Cárceles escuela

Una de las desventajas de los sistemas penales es que, al tener a muchos delincuentes juntos, las cárceles funcionan como escuelas de delincuencia. Es cierto que, por definición, todos los presos han sido capturados, pero eso no impide que puedan compartir datos y experiencias de crímenes exitosos del pasado, e ideas para mejorar día a día.
La única manera de evitar este fenómeno es aislar a todos los presos, lo que traería problemas logísticos y psicológicos. Está muy claro: los ex convictos salen de la cárcel siendo mejores criminales que cuando entraron. Lo que no quita que puedan rehabilitarse, arrepentirse de sus acciones y dedicar el resto de su vida al bien.
Antes no era así. Las cárceles estaban llenas de criminales, igual que ahora, pero un gran porcentaje eran mayordomos. Y ellos ejercían una influencia importante en la población penal. Sus enseñanzas llevaban a que los criminales liberados se comportaran de una manera mucho más amable y considerada. Podían, sí, llegar a aprender técnicas de asesinato y de encubrimiento.
Gracias a la reducción en el número de mayordomos asesinos, los ex convictos de ahora ya no se caracterizan por haber aprendido formas de servidumbre en la cárcel. Se dedican a ejercer técnicas perfeccionadas de crimen violento. Ya no tratan a los demás con el respeto que todos se merecen.
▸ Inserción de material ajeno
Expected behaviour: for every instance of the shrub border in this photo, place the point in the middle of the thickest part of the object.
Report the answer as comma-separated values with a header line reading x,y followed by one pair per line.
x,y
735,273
La crisis de los mayordomos

Los mayordomos de ahora no son como los de antes. Son simples sirvientes. Se limitan a complacer los deseos de sus amos. Cuando se les pide algo, lo hacen. Pero carecen de iniciativa propia. No ponen empeño creativo en su trabajo. Ya no muestran la misma pasión.
Antes, los mayordomos se adelantaban a los deseos de sus amos, antes de que ellos supieran que tenían esos deseos. Siempre estaban listos para cualquier eventualidad, y pocas veces una ocurrencia los sorprendía. Conocían a sus amos a la perfección. Eran casi una extensión de ellos. El mayordomo dejaba todo listo para que el amo hiciera las actividades que tuviera que hacer, sin que nada se los impidiera.
Si alguien se interponía entre los deseos del amo y su concreción, ahí estaba el mayordomo para defender a su empleador. A veces, si era necesario, eran capaces de recurrir a la violencia. Todavía se recuerdan grandes combates entre dos mayordomos de amos con deseos opuestos. Pero en general no hacía falta llegar a esas instancias. El mayordomo, con la mayor elegancia y velocidad posibles, convertía todos los deseos en realidad.
Pero, y es menester decirlo, a veces su celo era demasiado. A veces los amos tenían conductas que herían a los mayordomos. Los trataban con suficiencia, como si su trabajo no fuera importante para al menos dos personas. Los mayordomos, en esos casos, defendían el honor del amo. Y en ocasiones eso implicaba asesinar al amo, para que desistiera de seguir dañando su honor.
Esta costumbre ha sido el detonante de la crisis actual. Los mayordomos mayores, al estar presos, no han sido capaces de pasar su ética a las siguientes generaciones. Y los amos tampoco han estimulado esa clase de devoción. Como resultado, tenemos a los mayordomos de ahora. Los que cumplen horario. Los que esperan órdenes. Los que asignan más importancia a su propia vida y libertad que a sus amos. En otras épocas, ellos jamás habrían podido ser llamados mayordomos.